Blake Hester is hard at work on Game Informer’s full review of the exceptionally long Like a Dragon: Infinite Wealth, but while he is gathering his final thoughts, I wanted to share my impressions so far.
Like a Dragon: Infinite Wealth can be deathly serious when it wants to be. A character with a negative first encounter with the game’s protagonist, Ichiban, soon reveals he is in over his head with the local Yakuza and spends time in jail, leading to heartbreaking difficulties with his significant other. Ichiban is sympathetic and builds him up with his unique and often excessive brand of optimism. The moment is well-written and genuinely moving. Those moments (at least in the first 11 hours) are rare and hit hard.
The majority of the game is an absurdist fantasy in a believable (and this time, surprisingly American) setting, and I am learning from my early hours that maybe this is precisely what I want from video games as my real-life age nears Ichiban’s. Riding around the city on a Segway with new friends as we beat up locals who pick fights for nearly no reason is a bizarre joy.
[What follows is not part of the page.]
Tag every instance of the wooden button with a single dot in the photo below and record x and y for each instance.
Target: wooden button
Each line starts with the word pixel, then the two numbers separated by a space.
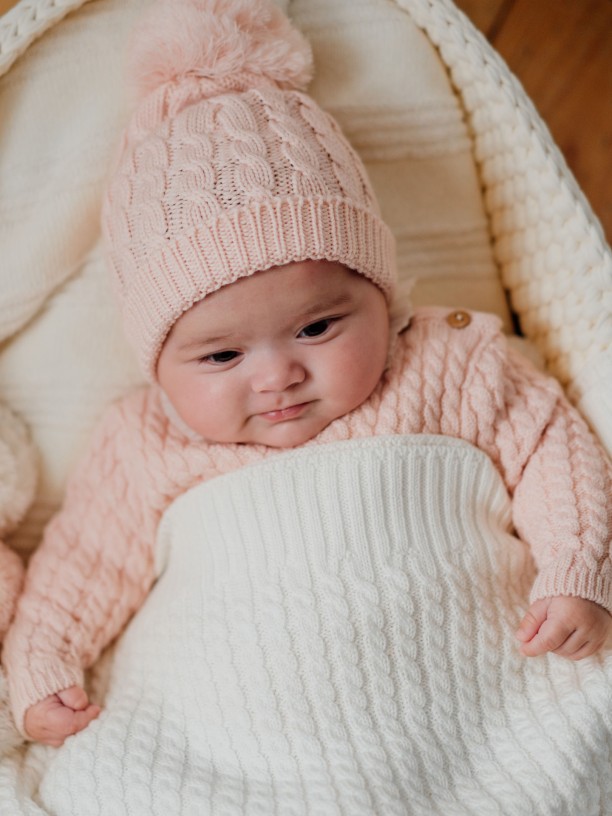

After approximately 10 Like a Dragon games (a few of which I have played), the team at Ryu Ga Gotoku Studio has basically perfected the bizarre tone of its series to create an experience that manages to feel grounded when it needs to but silly at every single moment it doesn’t. And it’s exactly the kind of story I want now – a tale of adults in a city just trying unsuccessfully to stay out of trouble.
Perhaps it’s a product of finally rushing to the end credits of Final Fantasy XVI so that I could dive into Infinite Wealth guilt-free, but I have grown weary of the high-fantasy (and science-fiction) melodrama of the typical RPG. Where Final Fantasy XVI felt like an impression of a video game for adults with its liberal use of profanity, violence, and brooding protagonist, Infinite Wealth feels strangely relatable despite being a game where you have a pet crawfish named Nancy that can help you in battle. Ichiban has to find his lost passport, make friends as an adult, deposit money in a bank, and learn how to establish boundaries and not take on too many benign requests from strangers (a seemingly impossible lesson for him to learn). I aspire to be him not because he’s a badass but because he’s nice and makes everyone feel good about themselves. And all that is happening alongside a turn-based combat system that is fun to watch play out.
These are all lessons we learned about the new face of the Like a Dragon series from Yakuza 7 in 2020, but with Ichiban’s rolled-up pants, sandals, and Hawaiian shirt, he’s more casual and inviting than ever. Infinite Wealth is a game for players with fond memories of the RPG genre who have grown up and are ready for the stakes to be lowered from world-ending calamities to grown-up relationships. The one thing I do wish the game took from Final Fantasy XVI, however, is its Active Time Lore system because I don’t know who all these people are.